Affymetrix and the UK Biobank last week announced an agreement that will see the array vendor genotype UKBB's collection of 500,000 samples.
UKBB collected the samples from participants between 2006 and 2010. Along with providing blood samples, the participants, aged between 40 and 69 years, also submitted urine and saliva samples, as well as information about themselves. They also agreed to have their health assessed by the project in the future.
UKBB said it is working with Affy to better understand the relationship between lifestyle and genes in causing major diseases that affect the UK population such as heart disease, dementia, and cancer. In total, UKBB has raised £21 million ($32 million) to support the genotyping, which Affy will perform. Affy said that it expects to begin delivering data for the study by the end of the year, and that it expects to recognize the majority of the revenue connected with the project in 2014.
According to Mindy Lee-Olsen, vice president of marketing services at the Santa Clara, Calif.-based company, the partners will use a custom Axiom Biobank Genotyping Array to genotype the 500,000 samples.
Affy launched a catalog Biobank array containing about 650,000 variants last year, and has also allowed its customers to design their own chips based on the catalog product (BAN 10/16/2012).
Lee-Olsen told BioArray News that data from UKBB's study will be made available to other researchers. She declined to provide specific array design details.
Substantial Uptake
When Affy launched a catalog version of its Biobank array last year, it said it was hoping to tap into perceived demand for "cost-efficient" arrays from biobanks, genome centers, and core laboratories that aimed to conduct genome-wide association studies using their holdings.
Enticed by the same opportunity, Illumina also launched a new family of HumanCore arrays around the same time (BAN 10/16/2012).
Apparently, the two vendors were right. Illumina CEO Jay Flatley told investors during the San Diego firm's fourth-quarter earnings call that Illumina received orders for enough HumanCore arrays to process 325,000 samples between the introduction of the arrays in mid-October and the end of the year (BAN 1/29/2013).
Mike Nemzek, vice president of strategic marketing at Affy, told BioArray News this week that, since Affy shipped its first Biobank arrays in Q4 of 2012, the "initial interest and level of purchases for the product are the strongest we have see for any Axiom Genotyping Array to date."
Mark McCarthy, a professor at the University of Oxford who helped designed Illumina's HumanCore array, said that he is "not entirely surprised" by the "substantial" uptake of the vendors' biobank arrays.
"There were many large and valuable biobanks that had missed the earlier GWAS train, and for whom the cost profile of these arrays, and the addition of exome content, has provided a valuable opportunity to get on board," McCarthy told BioArray News this week. "The availability of ever better reference panels … and the still-high cost of whole-genome sequencing, means that it is increasingly important not to miss out on having a good GWAS scaffold," he added.
Cost is certainly a factor that favors biobank arrays. But, according to McCarthy, the adoption of these arrays is part of another change that favors biorepositories with larger, more diverse sample collections.
"We are seeing a shift away from disease-specific case-control resources, though they remain important, to large cohorts with health record linkages, such as UK Biobank or Kaiser Permanente," said McCarthy. Affy inked an agreement to provide Kaiser with arrays to genotype 100,000 samples as part of a longitudinal health study in 2009 (BAN 10/20/2009).
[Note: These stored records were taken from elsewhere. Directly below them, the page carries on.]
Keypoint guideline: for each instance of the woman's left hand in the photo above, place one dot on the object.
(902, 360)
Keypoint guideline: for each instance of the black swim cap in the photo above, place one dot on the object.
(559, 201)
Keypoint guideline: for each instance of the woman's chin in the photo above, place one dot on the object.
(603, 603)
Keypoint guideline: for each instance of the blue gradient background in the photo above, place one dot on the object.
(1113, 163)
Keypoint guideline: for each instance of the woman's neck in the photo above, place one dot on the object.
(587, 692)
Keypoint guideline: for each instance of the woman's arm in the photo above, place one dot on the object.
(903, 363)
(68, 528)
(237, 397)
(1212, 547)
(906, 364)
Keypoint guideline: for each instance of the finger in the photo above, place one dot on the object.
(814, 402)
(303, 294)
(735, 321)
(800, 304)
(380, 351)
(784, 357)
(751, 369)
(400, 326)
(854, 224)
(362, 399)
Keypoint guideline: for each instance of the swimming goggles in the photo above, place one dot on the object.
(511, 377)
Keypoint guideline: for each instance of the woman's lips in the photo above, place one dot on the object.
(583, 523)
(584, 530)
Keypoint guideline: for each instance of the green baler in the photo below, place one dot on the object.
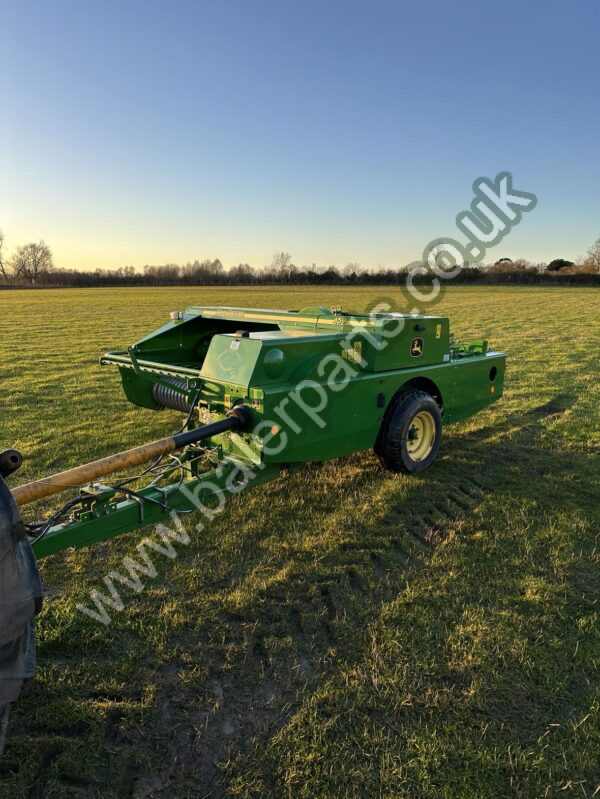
(265, 390)
(262, 391)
Apart from scale, McCarthy said that there are several ways in which genotyping such cohorts could provide researchers with "powerful translational opportunities." One is the ability to explore the consequences of a given variant, and its effects on the function or expression of its cognate transcripts, across a wide range of phenotypes. That, in turn, enables scientists to better "understand pleiotropy, [when one gene influences multiple traits], and better prioritize potential therapeutic targets for those unlikely to be contaminated by an adverse risk profile," McCarthy said.
Still, McCarthy cautioned that, in comparison to the UKBB project, smaller biobanks might not be able to benefit from the opportunities to customize their arrays to the extent that UKBB did, given more limited resources. Queries to several other biobanks, including Generation Scotland and the Estonian Genome Project, were not returned. Generation Scotland announced in 2011 that it was working with Arrayjet, a UK-based microarray instrumentation and services provider, on biomarker discovery.
"The specific tailoring of the Affymetrix array that was possible for UKBB was in part enabled by the massive scale of the project, and it remains to be seen whether equivalent redesigns are possible for smaller projects," he said.
At the same time, he noted that both vendors allow custom content to be added to existing catalog arrays, so he expects "this trend of customization" to continue.
"It will be particularly interesting to see whether the vendors are responsive to the need for optimization of content to cater to a wide range of major ethnic groups, to optimize imputation properties, and to capture rarer more ethnic-specific variants," said McCarthy. "There will surely be increasing demand from this direction, and it may not be well served by bolting a modest amount of custom content on an array otherwise designed for another major ethnic group."